As he was growing, Chris was also honing his competitiveness on the basketball court in the family's backyard. A heated sibling rivalry developed. "We didn't finish most of our games, that's how bad it would get," says C.J., who is two years older than his brother. "Sometimes my mother would leave work early, just so she could control us."
"My big brother and his friends tried to pick on me a lot, but I was always ready to stand up for myself," Chris says. "I can't stand to lose. Even today, I'll be playing one-on-one against my cousin, who's 11. I'll let him have his fun, but in the end I'm going to win. That's just the way it is."
paul didn't make the varsity at West Forsyth until he was a junior, but as a senior--now possessing the size that enabled him to make the most of his talent--he was named a McDonald's All-American. Off the court Paul was elected president of his sophomore, junior and senior classes. As head of the junior prom committee he got up at sunrise on the day of the event to help decorate the ballroom.
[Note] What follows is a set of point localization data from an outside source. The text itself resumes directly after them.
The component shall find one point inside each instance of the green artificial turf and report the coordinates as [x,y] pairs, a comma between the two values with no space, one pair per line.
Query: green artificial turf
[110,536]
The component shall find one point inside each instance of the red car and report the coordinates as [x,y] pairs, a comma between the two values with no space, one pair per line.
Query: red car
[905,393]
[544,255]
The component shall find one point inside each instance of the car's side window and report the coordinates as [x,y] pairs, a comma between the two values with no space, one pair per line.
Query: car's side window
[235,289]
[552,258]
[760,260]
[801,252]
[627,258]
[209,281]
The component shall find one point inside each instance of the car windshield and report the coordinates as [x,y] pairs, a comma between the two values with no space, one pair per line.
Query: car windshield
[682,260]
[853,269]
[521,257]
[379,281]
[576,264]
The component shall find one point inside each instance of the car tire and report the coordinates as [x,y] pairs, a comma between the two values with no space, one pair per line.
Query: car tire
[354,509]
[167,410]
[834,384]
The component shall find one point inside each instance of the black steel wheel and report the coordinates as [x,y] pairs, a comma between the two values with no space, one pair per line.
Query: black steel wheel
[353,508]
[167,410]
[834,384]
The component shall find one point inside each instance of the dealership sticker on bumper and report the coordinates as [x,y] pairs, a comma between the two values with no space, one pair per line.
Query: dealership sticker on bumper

Then he and Charles hustled to Charlotte, where Chris led his team to an AAU state championship before they sped back to Lewisville so Chris could attend the prom.
"He wasn't one of those kids who delegated, either," says West Forsyth's principal, Kurt Telford. "He was involved with everything. Kids get pigeonholed a lot--they're jocks, they're nerds, they're skateboarders. Chris could talk to any of them."
"I always had something [to do]. If it wasn't a practice, it was a meeting," Chris says. "It made me feel like I was a part of something besides just basketball. My parents beat it into my head that this is just a game. It can be taken away from you in an instant."
So can life, as Chris learned during the autumn of his senior year. The day after he had signed his letter of intent to play for Wake Forest, his maternal grandfather, Nathaniel Jones, was beaten to death outside his Winston-Salem home by five teenagers who were robbing him. The day after the funeral, in a game against Parkland High (the school Jones's assailants attended), Chris honored his grandfather by scoring 61 points (his previous career high was 37)--one for each year Jones had lived. He got to 61 on the first of two free throws. On his second shot Chris tossed up an air ball, went to the bench and collapsed in tears.
The story behind his big scoring night drew national attention, just as his performance (10 assists and the sportsmanship trophy) at the McDonald's All-Star Game did four months later. That winter he spent many hours at Wake Forest watching the Demon Deacons practice. "My son, who at the time was an assistant at Wofford, heard about it and asked him once why he came all the time," Prosser recalls. "Chris said he was trying to learn the plays so he could get a head start on next season."